As World Cup fever sets in, a new study shows that social bonding and a desire to protect and defend other fans may be one of the main motivations not only for football hooliganism.
According to the study, published in Evolution & Human Behaviour, “hooliganism is not a random behaviour,” Dr Martha Newson, lead author and Postdoctoral researcher at Oxford’s Centre for Anthropology and Mind, was quoted as saying in a press release.
“Members of hooligan groups are not necessarily dysfunctional people outside of the football community; violent behaviour is almost entirely focused on those regarded as a threat – usually rival fans or sometimes the police.”
Previous work has proposed that sports-related hooliganism is an expression of social maladjustment e.g. previous episodes of violence or dysfunctional behaviour at home, work or school etc.

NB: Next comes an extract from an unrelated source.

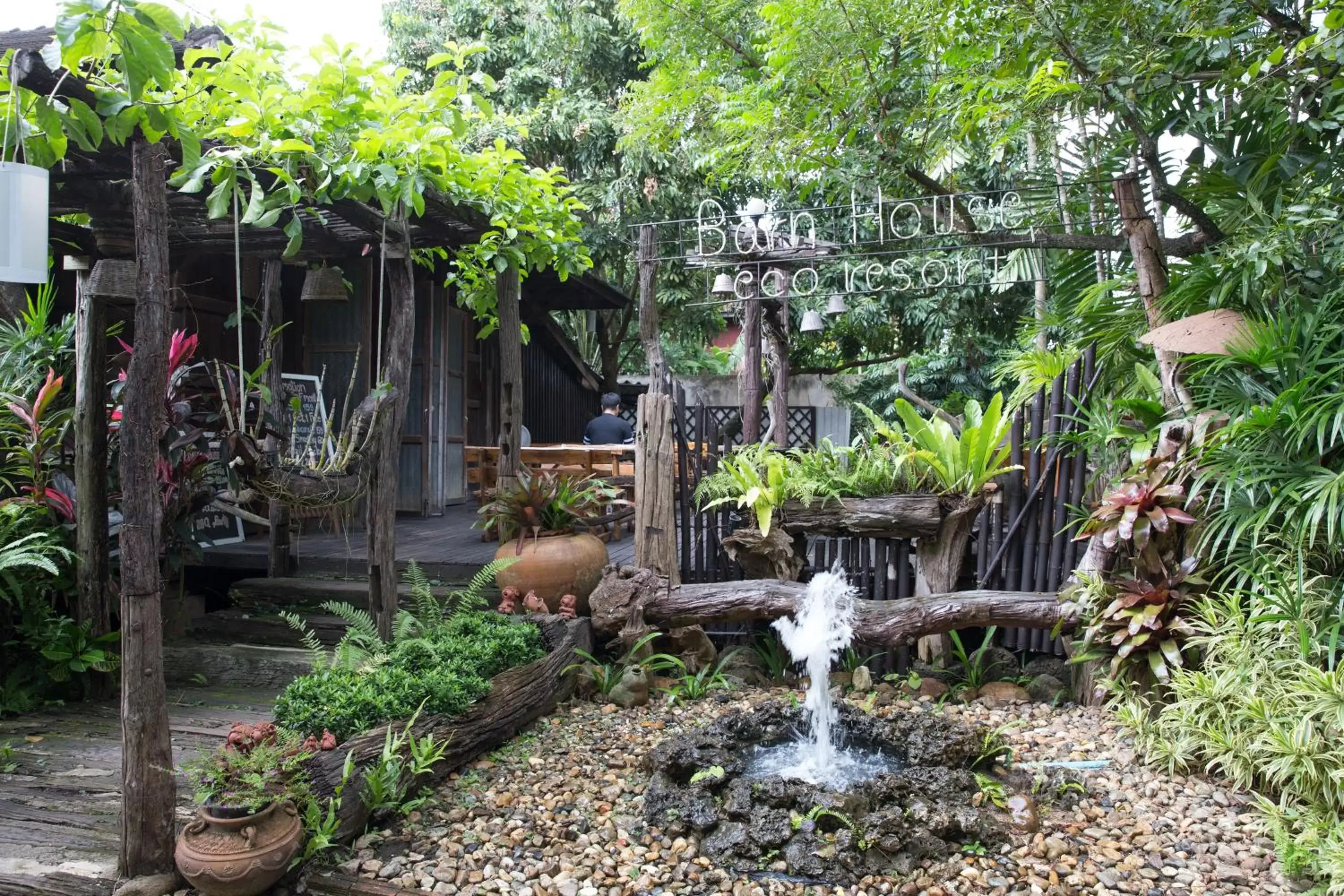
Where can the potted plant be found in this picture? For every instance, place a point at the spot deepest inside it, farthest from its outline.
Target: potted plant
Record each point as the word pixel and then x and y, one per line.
pixel 248 828
pixel 537 517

According to the new Oxford University research, canvassed 465 Brazilian fans and known hooligans, members of super-fan groups are not particularly dysfunctional outside of football, and that football-related violence is more of an isolated behaviour.
The research suggests that to reduce hooliganism and other forms of inter-group violence, efforts could be made to harness the extreme pro-group sentiments associated with identity fusion in more peaceful ways.
“Although we focused on a group of Brazilian fans these findings could help us to better understand fan culture and non-sporting groups including religious and political extremists,” Martha adds.
“The psychology underlying the fighting groups we find among fans was likely a key part of human evolution.
“It’s essential for groups to succeed against each other for resources like food, territory and mates, and we see a legacy of this tribal psychology in modern fandom.”